Horror Daily Double: The Innocents, Diabolique

We're doing 31 days of scary movie pairs! Today: Throwback reality-twisting classics!

by | October 25, 2018 | Comments

Rotten Tomatoes is celebrating Halloween with 31 days of horror double feature recommendations. Each day of the week will have its own theme, with today’s being Throwback Thursday! And if you want see what’s in store or what you missed, see the Daily Double schedule.

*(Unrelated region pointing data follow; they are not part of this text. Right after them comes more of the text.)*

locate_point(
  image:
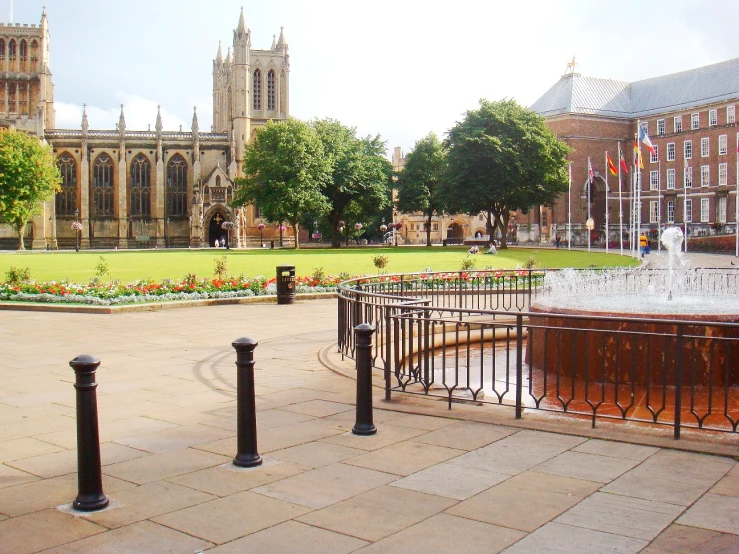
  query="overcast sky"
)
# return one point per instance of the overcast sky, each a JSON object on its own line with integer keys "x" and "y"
{"x": 397, "y": 68}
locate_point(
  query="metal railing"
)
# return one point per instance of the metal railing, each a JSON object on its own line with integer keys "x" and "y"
{"x": 470, "y": 336}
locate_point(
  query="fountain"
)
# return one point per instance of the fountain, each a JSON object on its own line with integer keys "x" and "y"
{"x": 621, "y": 326}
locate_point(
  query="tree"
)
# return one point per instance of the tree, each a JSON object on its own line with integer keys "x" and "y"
{"x": 359, "y": 173}
{"x": 28, "y": 177}
{"x": 502, "y": 158}
{"x": 420, "y": 183}
{"x": 284, "y": 170}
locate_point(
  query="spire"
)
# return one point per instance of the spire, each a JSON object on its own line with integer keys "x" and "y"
{"x": 241, "y": 28}
{"x": 84, "y": 119}
{"x": 122, "y": 122}
{"x": 158, "y": 126}
{"x": 219, "y": 56}
{"x": 281, "y": 43}
{"x": 195, "y": 127}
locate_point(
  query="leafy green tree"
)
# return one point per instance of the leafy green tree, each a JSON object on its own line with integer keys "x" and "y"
{"x": 502, "y": 158}
{"x": 285, "y": 169}
{"x": 359, "y": 173}
{"x": 420, "y": 184}
{"x": 28, "y": 177}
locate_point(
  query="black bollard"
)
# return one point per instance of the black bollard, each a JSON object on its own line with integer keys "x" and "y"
{"x": 90, "y": 496}
{"x": 363, "y": 340}
{"x": 247, "y": 455}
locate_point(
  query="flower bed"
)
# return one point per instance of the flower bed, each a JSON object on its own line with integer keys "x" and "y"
{"x": 110, "y": 294}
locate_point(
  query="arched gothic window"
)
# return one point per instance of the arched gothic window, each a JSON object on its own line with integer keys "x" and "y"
{"x": 66, "y": 199}
{"x": 11, "y": 55}
{"x": 102, "y": 186}
{"x": 11, "y": 97}
{"x": 34, "y": 56}
{"x": 177, "y": 186}
{"x": 271, "y": 89}
{"x": 257, "y": 90}
{"x": 140, "y": 186}
{"x": 24, "y": 56}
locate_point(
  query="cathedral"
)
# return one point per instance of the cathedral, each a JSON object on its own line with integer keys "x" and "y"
{"x": 145, "y": 188}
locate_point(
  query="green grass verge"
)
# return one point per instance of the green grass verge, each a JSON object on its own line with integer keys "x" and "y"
{"x": 129, "y": 266}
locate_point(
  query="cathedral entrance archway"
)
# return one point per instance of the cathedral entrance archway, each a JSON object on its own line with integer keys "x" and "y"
{"x": 215, "y": 219}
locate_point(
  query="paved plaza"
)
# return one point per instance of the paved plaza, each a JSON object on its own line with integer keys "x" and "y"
{"x": 470, "y": 479}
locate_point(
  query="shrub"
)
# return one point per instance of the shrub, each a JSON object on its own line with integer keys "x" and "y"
{"x": 468, "y": 263}
{"x": 102, "y": 269}
{"x": 318, "y": 274}
{"x": 17, "y": 275}
{"x": 221, "y": 267}
{"x": 380, "y": 261}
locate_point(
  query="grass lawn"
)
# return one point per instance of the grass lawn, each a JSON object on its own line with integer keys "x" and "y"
{"x": 129, "y": 266}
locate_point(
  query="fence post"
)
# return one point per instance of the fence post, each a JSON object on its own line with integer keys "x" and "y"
{"x": 363, "y": 341}
{"x": 519, "y": 365}
{"x": 678, "y": 380}
{"x": 246, "y": 434}
{"x": 388, "y": 352}
{"x": 90, "y": 496}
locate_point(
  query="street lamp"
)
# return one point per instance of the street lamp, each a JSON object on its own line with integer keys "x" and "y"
{"x": 77, "y": 226}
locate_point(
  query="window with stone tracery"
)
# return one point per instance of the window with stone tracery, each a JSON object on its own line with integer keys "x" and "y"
{"x": 140, "y": 186}
{"x": 11, "y": 53}
{"x": 24, "y": 56}
{"x": 34, "y": 56}
{"x": 257, "y": 90}
{"x": 66, "y": 198}
{"x": 177, "y": 186}
{"x": 271, "y": 90}
{"x": 11, "y": 97}
{"x": 102, "y": 186}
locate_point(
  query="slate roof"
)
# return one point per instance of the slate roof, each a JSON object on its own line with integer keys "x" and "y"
{"x": 575, "y": 93}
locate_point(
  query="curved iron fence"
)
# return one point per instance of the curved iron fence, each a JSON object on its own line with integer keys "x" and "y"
{"x": 471, "y": 336}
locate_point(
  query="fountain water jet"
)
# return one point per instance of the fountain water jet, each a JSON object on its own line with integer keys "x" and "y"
{"x": 626, "y": 321}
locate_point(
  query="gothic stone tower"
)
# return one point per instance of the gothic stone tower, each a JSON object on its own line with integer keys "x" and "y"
{"x": 26, "y": 92}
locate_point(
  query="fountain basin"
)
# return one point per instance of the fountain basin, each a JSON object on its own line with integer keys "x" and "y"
{"x": 593, "y": 346}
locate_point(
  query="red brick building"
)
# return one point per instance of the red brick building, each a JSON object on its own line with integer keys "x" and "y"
{"x": 691, "y": 181}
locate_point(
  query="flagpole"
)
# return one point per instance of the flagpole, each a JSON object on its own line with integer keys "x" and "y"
{"x": 569, "y": 212}
{"x": 638, "y": 180}
{"x": 621, "y": 205}
{"x": 607, "y": 171}
{"x": 685, "y": 203}
{"x": 590, "y": 184}
{"x": 659, "y": 204}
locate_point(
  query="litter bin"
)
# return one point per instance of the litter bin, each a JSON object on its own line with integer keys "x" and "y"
{"x": 285, "y": 284}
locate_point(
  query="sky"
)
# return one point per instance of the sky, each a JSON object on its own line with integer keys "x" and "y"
{"x": 400, "y": 69}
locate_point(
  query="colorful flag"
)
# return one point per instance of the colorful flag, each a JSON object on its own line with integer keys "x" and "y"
{"x": 644, "y": 137}
{"x": 623, "y": 161}
{"x": 638, "y": 160}
{"x": 591, "y": 177}
{"x": 611, "y": 167}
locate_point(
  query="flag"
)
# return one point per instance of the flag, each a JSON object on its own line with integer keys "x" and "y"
{"x": 621, "y": 158}
{"x": 591, "y": 177}
{"x": 611, "y": 167}
{"x": 638, "y": 160}
{"x": 644, "y": 137}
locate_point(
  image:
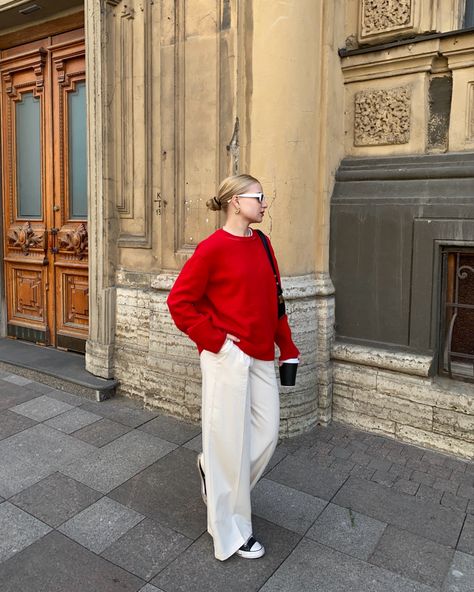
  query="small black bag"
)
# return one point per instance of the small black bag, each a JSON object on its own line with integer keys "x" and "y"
{"x": 280, "y": 299}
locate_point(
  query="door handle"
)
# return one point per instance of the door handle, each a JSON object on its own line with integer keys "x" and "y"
{"x": 52, "y": 240}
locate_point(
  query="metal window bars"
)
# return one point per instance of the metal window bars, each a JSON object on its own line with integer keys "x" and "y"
{"x": 457, "y": 359}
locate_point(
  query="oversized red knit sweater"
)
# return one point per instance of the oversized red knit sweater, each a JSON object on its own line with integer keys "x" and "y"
{"x": 228, "y": 286}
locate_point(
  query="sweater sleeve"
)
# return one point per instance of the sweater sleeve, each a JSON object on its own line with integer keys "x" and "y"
{"x": 187, "y": 291}
{"x": 283, "y": 337}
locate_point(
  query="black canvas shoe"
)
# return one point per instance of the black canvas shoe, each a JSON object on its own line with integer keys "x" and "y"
{"x": 251, "y": 550}
{"x": 203, "y": 479}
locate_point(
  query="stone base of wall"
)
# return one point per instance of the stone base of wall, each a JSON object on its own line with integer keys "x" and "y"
{"x": 157, "y": 363}
{"x": 391, "y": 393}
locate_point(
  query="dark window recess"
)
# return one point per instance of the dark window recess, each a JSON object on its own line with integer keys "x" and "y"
{"x": 457, "y": 326}
{"x": 469, "y": 14}
{"x": 440, "y": 91}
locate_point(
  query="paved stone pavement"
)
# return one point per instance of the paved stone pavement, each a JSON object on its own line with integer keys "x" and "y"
{"x": 105, "y": 497}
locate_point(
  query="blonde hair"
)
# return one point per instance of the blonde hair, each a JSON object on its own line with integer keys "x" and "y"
{"x": 229, "y": 187}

For Throwback Thursdays, we pair up movies released before the 1970s, before The Exorcist or Jaws made horror blockbuster business. Today’s Daily Double: two haunting pictures of women losing touch with reality!

The Innocents (1961) 95%


Truman Capote was in the middle of drafting his book In Cold Blood when director Jack Clayton called him up and convinced him to take a three-week hiatus to rewrite the script for his new film The Innocents, a psychological horror film about a governess who joins a household and comes to believe that the children she’s caring for are possessed by the spirits of two dead former servants. Starring Deborah Kerr as the anxious governess, the film also features another familiar face, that of the young Martin Stephens, playing the tempestuous Miles, who’d first shown up in viewers’ nightmares when he featured in the original Village of the Damned. At the time Clayton was making this movie, Hammer horror films were dominating the gothic landscape. He’d already been hailed one of the bright visionaries of the British New Wave and brought his experimental sensibilities with him to Capote’s script. That meant selective, creative lighting (often sourced from candles) and cinematography to elicit the feeling of fear more from ambiance than from actual scares. Rife with subtext about sexual repression and a whole lot of Freudian concepts, this film uses a close point of view with the protagonist to keep audiences guessing whether or not the possessions are real.

Diabolique (1955) 95%

Many have tried their hand at this close-POV trick to withhold any twists, turns, or truths from audiences for as long as possible, but one of the few films that can hold a candle to The Innocents’ success has to be the 1955 French pulp classic Diabolique, which actually perfected the process in the horror-thriller genre. The film tells the story of the tyrannical Michel Delasalle, a school master who keeps both his wife, Christina, and his lover, Nicole, very close. Nicole is a teacher, and Christina owns the school at which both Nicole and Michel work. Both women have had it with Michel’s abusiveness and conspire to lure him to an apartment where they will drown him and dump his body in the pool. All seems well and good. Only, when they dump the body, it goes missing. There’s truly no telling exactly how many films Diabolique has inspired, but — for one — Hitchcock was so disappointed when he didn’t get the rights to the novel on which this story is based that he was riled up enough to make Psycho. Most of this Henri-Georges Clouzot film is comprised of big questions and a trail of bread crumbs leading to the answers, so it’s not surprising that the end of this film contained one of the first messages encouraging audiences not to give away the surprising secrets. Yet another element borrowed by Hitchcock.